Of the 27 persons with imported cases in 2004, 13 (48%) traveled on aircraft while infectious. Measles virus is a highly infectious pathogen, and intercontinental flights create the potential for prolonged exposure. However, on the basis of available data, the risk for in-flight measles transmission among passengers appears to be low.7 Of the hundreds of persons on the same flights as the 13 persons who traveled while infectious in 2004, only one case of secondary transmission was identified, in a person seated immediately next to an infectious passenger. For the 8-year period (1996-2004) for which such transmission data have been recorded, 117 passengers with imported measles cases were considered infectious while traveling by aircraft (carrying an estimated 10,000 passengers), but only four secondary-spread cases were identified from three index patients (CDC, unpublished data, 1996-2004). Seating location was recorded for two of the three index patients, both of whom were seated immediately adjacent to the secondary-spread patients. The low in-flight attack rate might be related to high vaccination/immunity levels among persons traveling by air (most of whom are adults) and to vertical airflow patterns within airplanes, which might decrease in-flight exposure to measles.
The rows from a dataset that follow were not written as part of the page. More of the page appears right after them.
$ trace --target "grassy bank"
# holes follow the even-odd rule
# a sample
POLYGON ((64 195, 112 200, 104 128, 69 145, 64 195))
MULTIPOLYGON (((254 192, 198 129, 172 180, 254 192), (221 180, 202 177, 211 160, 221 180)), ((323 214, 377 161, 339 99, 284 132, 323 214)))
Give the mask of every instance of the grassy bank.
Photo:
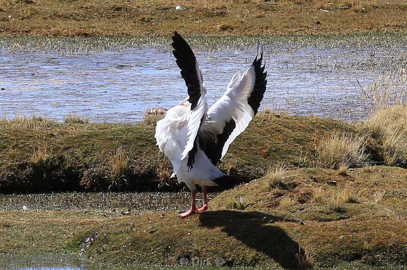
MULTIPOLYGON (((140 191, 176 187, 169 179, 169 161, 155 146, 153 126, 90 123, 72 117, 66 122, 41 117, 1 121, 0 192, 140 191)), ((360 131, 337 120, 267 110, 234 142, 220 168, 236 179, 232 185, 261 177, 271 164, 315 166, 316 146, 335 132, 360 131)))
MULTIPOLYGON (((258 178, 279 166, 405 168, 406 119, 402 106, 379 110, 358 124, 265 109, 220 163, 235 179, 220 189, 258 178)), ((3 118, 0 192, 178 190, 169 178, 169 161, 155 145, 151 120, 131 125, 91 123, 76 115, 62 123, 38 117, 3 118)))
POLYGON ((0 33, 40 36, 405 32, 402 0, 0 2, 0 33), (181 10, 176 9, 180 5, 181 10))
POLYGON ((41 210, 27 203, 25 211, 0 211, 0 253, 81 254, 105 265, 177 266, 194 257, 272 268, 405 265, 406 172, 290 170, 278 186, 268 176, 240 186, 185 220, 174 211, 41 210))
As long as measles is endemic in most countries worldwide, sustaining measles elimination in the United States will require maintenance of high levels of vaccination coverage (i.e., >90%),8 vigilance in detecting and containing imported cases, and enhanced surveillance to detect and characterize cases and identify sources and viral genotypes.

Acknowledgments

This report is based, in part, on data contributed by state and local health departments.

REFERENCES: 8 available

*Imported cases are those in persons infected outside the United States.

†Indigenous cases are those in persons infected in the United States. Indigenous cases are classified into three groups: import-linked (i.e., epidemiologically linked to an imported case); imported virus (i.e., cases that cannot be linked epidemiologically to an imported case but for which imported virus has been isolated from the patient or from an epidemiologically linked patient); and unknown source (i.e., all other cases acquired in the United States for which no epidemiologic link or virologic evidence indicates importation).